In an interview with the Sunday Times, via Variety, the Oscar and Emmy-winning actor spoke openly about how she was told to settle for “fat girl” parts when she was still in school. Later, when she was a professional actor, she said her agent would have to field calls from studios inquiring about her weight.
“It can be extremely negative,” Winslet told the British newspaper about the pressure female actors tend to face. “People are subject to scrutiny that is more than a young, vulnerable person can cope with. But in the film industry it is really changing. When I was younger my agent would get calls saying, ‘How’s her weight?’ I kid you not.
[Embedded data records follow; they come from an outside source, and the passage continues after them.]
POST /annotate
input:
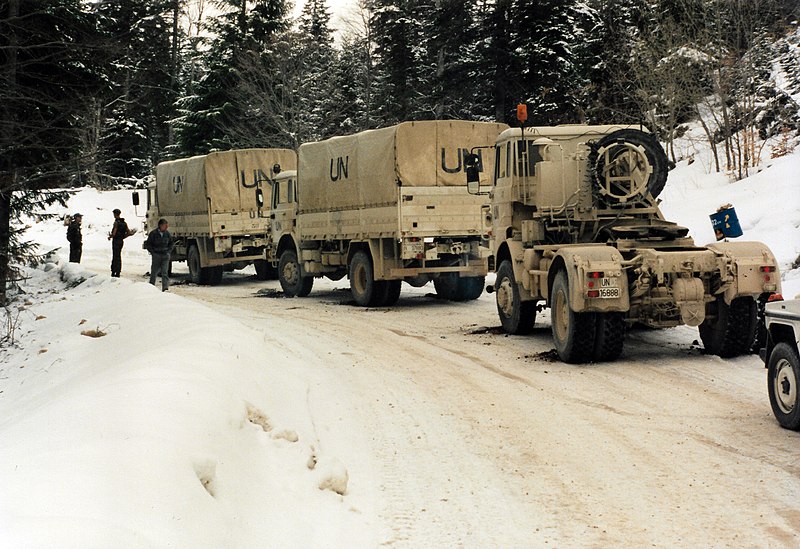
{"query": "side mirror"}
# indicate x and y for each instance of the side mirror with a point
(472, 169)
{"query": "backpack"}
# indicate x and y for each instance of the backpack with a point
(122, 229)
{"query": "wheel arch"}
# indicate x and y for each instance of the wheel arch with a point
(355, 247)
(286, 243)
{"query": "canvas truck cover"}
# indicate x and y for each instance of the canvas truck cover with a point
(224, 181)
(363, 170)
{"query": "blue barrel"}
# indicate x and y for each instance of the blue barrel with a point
(726, 224)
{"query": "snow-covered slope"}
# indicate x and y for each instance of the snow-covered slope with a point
(161, 432)
(767, 205)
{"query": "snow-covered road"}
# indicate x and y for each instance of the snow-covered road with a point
(469, 437)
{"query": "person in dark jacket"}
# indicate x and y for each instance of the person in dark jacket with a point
(75, 239)
(160, 243)
(119, 232)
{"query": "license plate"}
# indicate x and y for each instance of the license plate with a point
(609, 293)
(608, 288)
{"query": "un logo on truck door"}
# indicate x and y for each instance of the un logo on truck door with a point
(461, 160)
(341, 165)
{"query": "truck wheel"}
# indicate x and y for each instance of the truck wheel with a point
(265, 270)
(653, 151)
(392, 292)
(291, 277)
(732, 329)
(783, 376)
(573, 333)
(516, 316)
(193, 261)
(609, 336)
(367, 292)
(205, 276)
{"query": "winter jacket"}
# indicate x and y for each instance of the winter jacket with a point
(120, 229)
(74, 236)
(159, 243)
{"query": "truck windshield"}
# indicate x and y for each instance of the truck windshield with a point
(527, 156)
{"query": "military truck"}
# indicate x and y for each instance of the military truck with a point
(385, 206)
(214, 205)
(576, 227)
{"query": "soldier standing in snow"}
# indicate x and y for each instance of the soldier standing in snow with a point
(75, 239)
(119, 232)
(160, 243)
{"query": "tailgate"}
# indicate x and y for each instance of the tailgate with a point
(441, 211)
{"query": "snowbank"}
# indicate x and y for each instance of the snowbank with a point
(131, 417)
(767, 204)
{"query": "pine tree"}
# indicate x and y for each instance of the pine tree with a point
(612, 93)
(47, 66)
(549, 45)
(397, 32)
(450, 54)
(317, 81)
(132, 115)
(209, 115)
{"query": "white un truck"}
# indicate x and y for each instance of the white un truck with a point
(215, 208)
(385, 206)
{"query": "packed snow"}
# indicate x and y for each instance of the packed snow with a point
(131, 417)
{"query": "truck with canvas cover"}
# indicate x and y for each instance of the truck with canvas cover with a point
(214, 206)
(385, 206)
(576, 227)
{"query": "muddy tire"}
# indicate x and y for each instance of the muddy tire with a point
(293, 283)
(652, 149)
(265, 270)
(573, 333)
(516, 316)
(470, 288)
(193, 262)
(367, 292)
(392, 292)
(732, 330)
(205, 276)
(609, 336)
(783, 376)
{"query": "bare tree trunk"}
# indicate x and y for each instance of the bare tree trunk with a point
(710, 138)
(173, 73)
(7, 163)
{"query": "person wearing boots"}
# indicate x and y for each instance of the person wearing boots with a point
(160, 243)
(119, 231)
(75, 239)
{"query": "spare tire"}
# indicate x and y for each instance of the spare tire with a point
(653, 151)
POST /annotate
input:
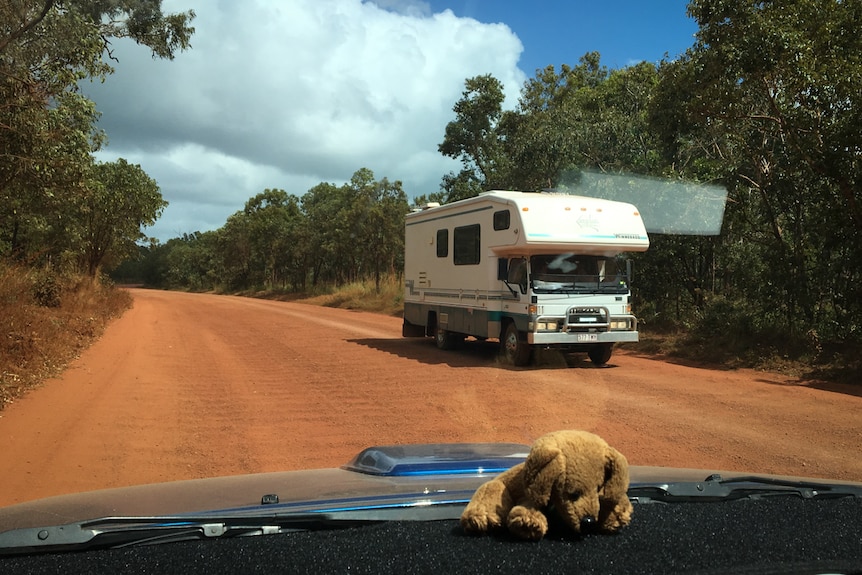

So it’s heartwarming that this has started to change.”
Winslet has contributed to Hollywood’s shifting perspectives on women’s bodies, and has advocated for more diverse bodies on screen.
Last year, she revealed to The New York Times she had to push back on attempts to airbrush her stomach in the award-winning HBO show “Mare of Easttown.” When her director promised to cut a “bulgy bit of belly” she had during a sex scene in the show, Winslet responded with: “Don’t you dare!”
In 2021, Winslet also spoke out against the public backlash she received because of her body after the release of “Titanic” in 1997, calling it “horrible and so upsetting” while speaking to The Guardian in 2021.
“In my 20s, people would talk about my weight a lot,” she told the outlet.
“I would be called to comment on my physical self,” she continued. “Then I got this label of being ballsy and outspoken. No, I was just defending myself.”